We can inspect an alignment file with

samtools view SRR1039508.bam | less -S

using the samtools suite. Do so and try to understand some of the columns, following the description of the SAM format on Wikipedia.

You can the Integrated Genome Viewer (IGV) to check out the alignments. Do so and observe how the read pairs map to the exons. When using IGV, make sure you choose the right genome assembly.

Counting

Next, we want to know, for each BAM file, how many of the reads align to each of the genes. This can be done with featureCount by Liao et al. (Bioinformatics (2014) 30:923). This tool is a refinement and a faster replacement for htseq-count (Anders et al., Bioinformatics (2014) 31:166), which is used in many workflows.

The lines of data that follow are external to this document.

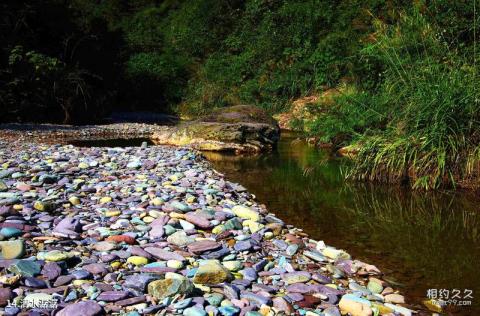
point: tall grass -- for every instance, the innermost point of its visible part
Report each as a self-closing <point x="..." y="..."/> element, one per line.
<point x="420" y="126"/>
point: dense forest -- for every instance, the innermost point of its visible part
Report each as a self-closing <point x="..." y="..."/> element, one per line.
<point x="403" y="73"/>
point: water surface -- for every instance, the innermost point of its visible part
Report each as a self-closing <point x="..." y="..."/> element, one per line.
<point x="421" y="241"/>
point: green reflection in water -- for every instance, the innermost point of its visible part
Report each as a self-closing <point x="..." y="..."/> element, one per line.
<point x="421" y="240"/>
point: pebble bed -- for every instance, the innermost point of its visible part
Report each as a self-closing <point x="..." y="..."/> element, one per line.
<point x="155" y="230"/>
<point x="55" y="133"/>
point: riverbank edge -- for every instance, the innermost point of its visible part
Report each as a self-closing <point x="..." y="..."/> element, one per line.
<point x="334" y="257"/>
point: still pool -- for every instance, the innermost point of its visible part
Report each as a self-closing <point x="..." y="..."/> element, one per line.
<point x="421" y="241"/>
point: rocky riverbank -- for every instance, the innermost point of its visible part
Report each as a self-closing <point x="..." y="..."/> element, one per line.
<point x="156" y="230"/>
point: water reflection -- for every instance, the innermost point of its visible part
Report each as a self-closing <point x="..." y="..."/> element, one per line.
<point x="421" y="240"/>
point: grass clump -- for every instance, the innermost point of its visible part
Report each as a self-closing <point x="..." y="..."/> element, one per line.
<point x="420" y="124"/>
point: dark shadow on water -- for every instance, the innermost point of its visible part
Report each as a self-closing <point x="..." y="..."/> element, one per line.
<point x="420" y="240"/>
<point x="114" y="142"/>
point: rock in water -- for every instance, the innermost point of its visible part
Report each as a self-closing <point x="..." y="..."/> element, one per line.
<point x="238" y="128"/>
<point x="161" y="289"/>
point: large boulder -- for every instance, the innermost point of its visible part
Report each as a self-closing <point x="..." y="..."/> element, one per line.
<point x="239" y="129"/>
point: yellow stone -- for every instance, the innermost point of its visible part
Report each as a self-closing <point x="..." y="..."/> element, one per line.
<point x="10" y="280"/>
<point x="433" y="305"/>
<point x="83" y="165"/>
<point x="137" y="260"/>
<point x="155" y="214"/>
<point x="335" y="254"/>
<point x="265" y="310"/>
<point x="74" y="200"/>
<point x="218" y="229"/>
<point x="176" y="215"/>
<point x="112" y="213"/>
<point x="106" y="199"/>
<point x="252" y="225"/>
<point x="148" y="219"/>
<point x="116" y="264"/>
<point x="81" y="282"/>
<point x="382" y="309"/>
<point x="268" y="236"/>
<point x="56" y="255"/>
<point x="157" y="202"/>
<point x="203" y="288"/>
<point x="246" y="213"/>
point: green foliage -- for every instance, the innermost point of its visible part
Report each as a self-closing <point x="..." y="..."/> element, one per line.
<point x="420" y="125"/>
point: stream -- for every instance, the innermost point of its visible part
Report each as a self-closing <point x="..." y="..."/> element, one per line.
<point x="421" y="241"/>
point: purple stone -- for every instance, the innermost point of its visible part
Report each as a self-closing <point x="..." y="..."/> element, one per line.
<point x="68" y="227"/>
<point x="231" y="291"/>
<point x="201" y="246"/>
<point x="35" y="283"/>
<point x="138" y="282"/>
<point x="164" y="254"/>
<point x="256" y="299"/>
<point x="112" y="296"/>
<point x="243" y="245"/>
<point x="96" y="268"/>
<point x="51" y="270"/>
<point x="83" y="308"/>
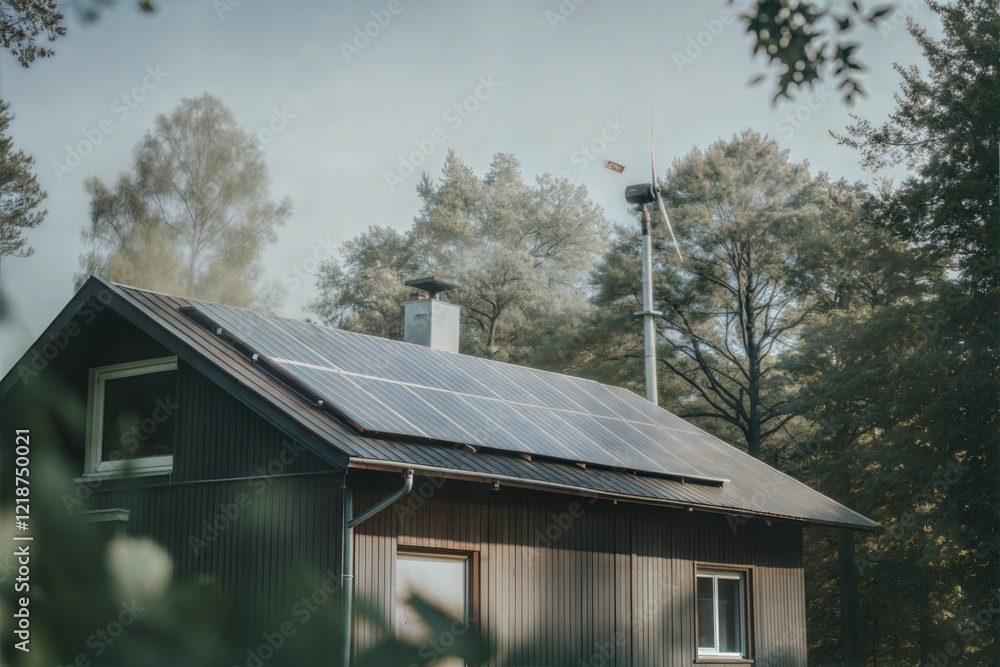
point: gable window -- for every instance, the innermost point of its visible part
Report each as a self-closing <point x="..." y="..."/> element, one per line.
<point x="722" y="623"/>
<point x="132" y="413"/>
<point x="446" y="581"/>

For this, we need a file with gene annotation, i.e., informations about the coordinates where genes, transcripts and exons start and end. These can be found for many species in the “Gene sets” column of the Ensembl download page. We use the file Homo_sapiens.GRCh38.95.gtf, which gives the gene annotation from Release 95 of Ensembl, using the coordinates of the GRCh38 genome assembly.

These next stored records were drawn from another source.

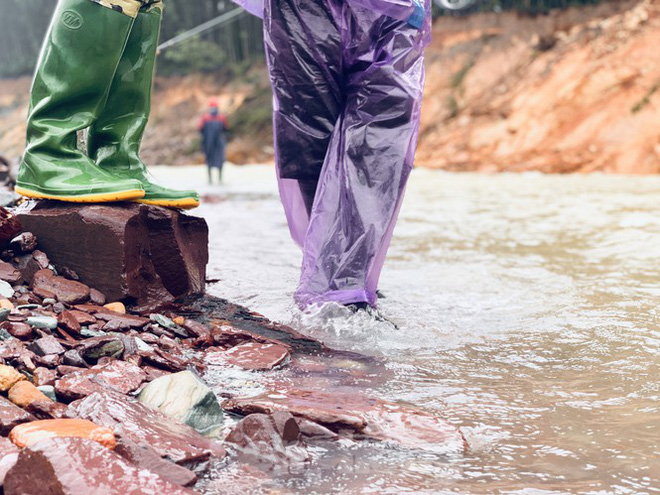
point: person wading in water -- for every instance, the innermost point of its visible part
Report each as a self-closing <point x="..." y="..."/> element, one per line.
<point x="213" y="126"/>
<point x="347" y="79"/>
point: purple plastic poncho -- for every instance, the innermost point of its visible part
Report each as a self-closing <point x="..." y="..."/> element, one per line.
<point x="347" y="78"/>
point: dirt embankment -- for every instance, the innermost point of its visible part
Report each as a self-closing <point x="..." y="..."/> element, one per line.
<point x="572" y="91"/>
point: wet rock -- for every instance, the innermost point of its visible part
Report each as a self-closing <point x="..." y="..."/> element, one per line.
<point x="66" y="370"/>
<point x="23" y="393"/>
<point x="164" y="360"/>
<point x="96" y="470"/>
<point x="27" y="267"/>
<point x="9" y="376"/>
<point x="146" y="253"/>
<point x="9" y="274"/>
<point x="185" y="397"/>
<point x="255" y="356"/>
<point x="12" y="415"/>
<point x="120" y="322"/>
<point x="82" y="318"/>
<point x="23" y="243"/>
<point x="73" y="358"/>
<point x="10" y="227"/>
<point x="265" y="439"/>
<point x="48" y="390"/>
<point x="17" y="329"/>
<point x="50" y="360"/>
<point x="117" y="307"/>
<point x="146" y="427"/>
<point x="44" y="376"/>
<point x="149" y="459"/>
<point x="28" y="434"/>
<point x="95" y="296"/>
<point x="46" y="345"/>
<point x="95" y="348"/>
<point x="69" y="322"/>
<point x="41" y="258"/>
<point x="196" y="329"/>
<point x="363" y="415"/>
<point x="67" y="272"/>
<point x="314" y="431"/>
<point x="46" y="409"/>
<point x="66" y="291"/>
<point x="6" y="290"/>
<point x="8" y="457"/>
<point x="44" y="322"/>
<point x="116" y="375"/>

We call featureCounts with this command

featureCounts -p -T 8 -a Homo_sapiens.GRCh38.94.gtf -o featureCounts.out \
   SRR1039508.bam SRR1039509.bam SRR1039510.bam SRR1039511.bam SRR1039512.bam \
   SRR1039513.bam SRR1039514.bam SRR1039515.bam SRR1039516.bam SRR1039517.bam \
   SRR1039518.bam SRR1039519.bam SRR1039520.bam SRR1039521.bam SRR1039522.bam \
   SRR1039523.bam

First, the backslashes merely indicate that the command is broken in several lines. We use the following options: -a Homo_sapiens.GRCh38.94.gtf tells featureCounts to use the reference annotation that we have just downloaded. -o featureCount.out specifies the file name to save the resulting count table. -p directs featureCount to count paired reads as one cDNA fragment, not as two reads. -T 8 means to use 8 CPU cores in parallel. (This makes sense only if you have as many cores in your computer.) Then, we list all the BAM files for which we want counts. A full description can be found in the Subread package user guide.

After about half an hour, featureCounts finished, and writes out a file with a table of counts. We will examine this table in the next lesson.